We had to embellish this box at least with a bit of story, because the new Cahoots game doesn’t come with any. Its designer, Ken Gruhl, focused mainly on the mechanisms, and yet his game pushed through with a very simple graphics (or virtually no illustrations at all) in the selection of the Gamewright publishing house.
Players will find only two decks of cards under an inconspicuous green-blue lid and nothing more. The smaller square cards are shuffled and four of them placed into the center of the table. This will create start-up tasks for the whole team of players, but their stock will be prepared next to it and the number of cards in the draw pile will match the selected difficulty. From bigger cards and their shuffled deck, each player get four pieces, while remaining cards four starting stacks and the game starts.
Players take turns and always have to play one card to one of the four available piles, the content of which constantly changes as the cards overlap the new ones. But the new card must always follow the previous one with the same color or number.
This creates new combinations of colors and numbers on the table, and sooner or later, perhaps one of the uncovered goals will be fulfilled. As soon as the players succeed, they can reveal a new one. They must be able to complete all numeric entries, before they run out of stock in the goal pile. If they do, the whole team of players can celebrate a common victory.
But Cahoots is not just about playing cards on stacks with a conscious plan. In fact, players have to follow the rules of significantly limited communication. No one can specifically describe the cards in his hand, but the team must be able to agree only in general terms. At the same time, this is also a weak point in the rules, because this freedom does not have a defined limit. So some players may be too strict and another group very benevolent. And that has an impact not only on the comparability of the results, but above all on the experience that may be marked for someone.
And its a shame, because its this unconventional guessing, that is otherwise the strength of the whole experience. The players themselves have only a fraction of information about the team’s capabilities and, above all, they should try to work together.
Simple cooperative game is complicated by all this and it is not easy to succeed even in the most basic difficulty. In total, players have a choice of four, two of which seem to us to be virtually impossible.
The more players in the game, the harder it is. Players have a much more complicated task of not communicating and still striking a deal in higher numbers. But fortunately, even in case of failure, it may not be too disappointing, because the end is near – only a little while after fifteen minutes. You will always be within half an hour with completion of this game.
But if you play with the right teammates, you can get really surprised. It is a relatively fresh and interesting idea for its simplicity.

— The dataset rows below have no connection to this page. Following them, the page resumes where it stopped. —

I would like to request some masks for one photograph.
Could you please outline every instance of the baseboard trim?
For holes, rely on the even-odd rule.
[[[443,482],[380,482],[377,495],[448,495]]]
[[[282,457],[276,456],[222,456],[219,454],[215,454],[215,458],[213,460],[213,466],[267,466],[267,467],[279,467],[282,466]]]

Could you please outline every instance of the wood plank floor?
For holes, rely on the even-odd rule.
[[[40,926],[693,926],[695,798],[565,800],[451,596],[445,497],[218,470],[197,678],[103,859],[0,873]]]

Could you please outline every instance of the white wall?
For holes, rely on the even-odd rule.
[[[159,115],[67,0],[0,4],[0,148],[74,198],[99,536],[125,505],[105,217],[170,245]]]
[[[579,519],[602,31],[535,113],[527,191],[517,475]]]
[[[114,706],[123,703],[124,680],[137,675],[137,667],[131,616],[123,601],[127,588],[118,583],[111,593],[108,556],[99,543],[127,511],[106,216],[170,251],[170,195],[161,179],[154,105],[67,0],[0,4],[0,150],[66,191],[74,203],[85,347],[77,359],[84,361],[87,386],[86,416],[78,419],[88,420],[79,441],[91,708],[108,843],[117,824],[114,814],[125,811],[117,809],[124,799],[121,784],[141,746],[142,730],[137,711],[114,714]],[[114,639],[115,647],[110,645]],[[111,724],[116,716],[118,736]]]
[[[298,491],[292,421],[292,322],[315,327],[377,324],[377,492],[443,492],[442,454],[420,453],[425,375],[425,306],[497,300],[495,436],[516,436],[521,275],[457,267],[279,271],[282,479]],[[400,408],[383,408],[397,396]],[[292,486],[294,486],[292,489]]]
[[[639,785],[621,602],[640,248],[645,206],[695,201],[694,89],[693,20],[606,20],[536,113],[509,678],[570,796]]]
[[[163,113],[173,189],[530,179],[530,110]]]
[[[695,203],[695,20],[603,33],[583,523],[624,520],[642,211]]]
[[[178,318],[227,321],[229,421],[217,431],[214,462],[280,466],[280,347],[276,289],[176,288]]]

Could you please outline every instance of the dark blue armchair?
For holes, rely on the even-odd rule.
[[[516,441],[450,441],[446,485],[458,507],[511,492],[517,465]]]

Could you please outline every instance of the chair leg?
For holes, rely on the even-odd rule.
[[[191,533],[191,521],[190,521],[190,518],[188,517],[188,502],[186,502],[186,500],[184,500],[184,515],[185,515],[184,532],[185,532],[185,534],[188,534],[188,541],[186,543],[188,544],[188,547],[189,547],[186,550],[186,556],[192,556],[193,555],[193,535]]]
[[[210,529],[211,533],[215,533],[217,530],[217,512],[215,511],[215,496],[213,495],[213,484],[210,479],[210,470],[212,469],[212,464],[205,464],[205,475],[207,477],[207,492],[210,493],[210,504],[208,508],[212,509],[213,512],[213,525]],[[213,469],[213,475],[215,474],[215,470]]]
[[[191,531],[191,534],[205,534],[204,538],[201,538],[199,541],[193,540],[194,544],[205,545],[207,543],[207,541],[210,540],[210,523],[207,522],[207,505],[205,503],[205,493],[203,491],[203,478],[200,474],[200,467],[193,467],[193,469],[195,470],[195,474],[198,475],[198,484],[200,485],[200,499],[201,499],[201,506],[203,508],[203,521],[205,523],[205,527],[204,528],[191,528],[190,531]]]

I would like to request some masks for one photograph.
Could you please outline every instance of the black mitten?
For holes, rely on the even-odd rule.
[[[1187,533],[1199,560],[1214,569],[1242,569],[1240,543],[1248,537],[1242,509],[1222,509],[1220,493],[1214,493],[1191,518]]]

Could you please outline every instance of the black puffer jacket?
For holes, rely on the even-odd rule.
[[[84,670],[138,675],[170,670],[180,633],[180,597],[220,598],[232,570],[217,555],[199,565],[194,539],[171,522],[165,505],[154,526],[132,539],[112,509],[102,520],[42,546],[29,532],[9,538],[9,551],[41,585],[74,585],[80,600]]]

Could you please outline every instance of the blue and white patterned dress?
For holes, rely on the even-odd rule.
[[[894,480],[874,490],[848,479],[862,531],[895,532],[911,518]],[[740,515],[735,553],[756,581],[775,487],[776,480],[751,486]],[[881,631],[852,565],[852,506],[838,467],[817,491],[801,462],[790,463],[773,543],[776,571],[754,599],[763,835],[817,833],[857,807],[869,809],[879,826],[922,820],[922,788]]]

In addition to the rules, you will also find variations, that improve the otherwise lagging replayability. In spite of a solid number of task cards, everything will begin to repeat soon.
Unfortunately, this time, there is not much to evaluate in terms of processing, because the graphics are non-existent and only cards can be found in the box. The rules are simple and clearly described.
Cahoots is actually more advanced Uno card game, in which players work together. Only communication will be limited. But at the same time, this comparison clearly defines the target group. A really simple game will be a great companion for families with children, but English on task cards will stand in the way. Overall, Cahoots is a simple card game, that offers challenge for its unpretentious audience.
Cahoots is a very pleasant surprise in terms of gameplay. Of course, with such a simple game, you have to reckon with some criticisms, which includes especially the basic processing and not good variability. But in terms of target audience and focus on co-operative entertainment, Cahoots is a truly successful card attempt. The games are fast and the challenge of using as little communication as possible is good. Families with children, therefore, according to our tests enjoy Cahoots easily and that is the main thing.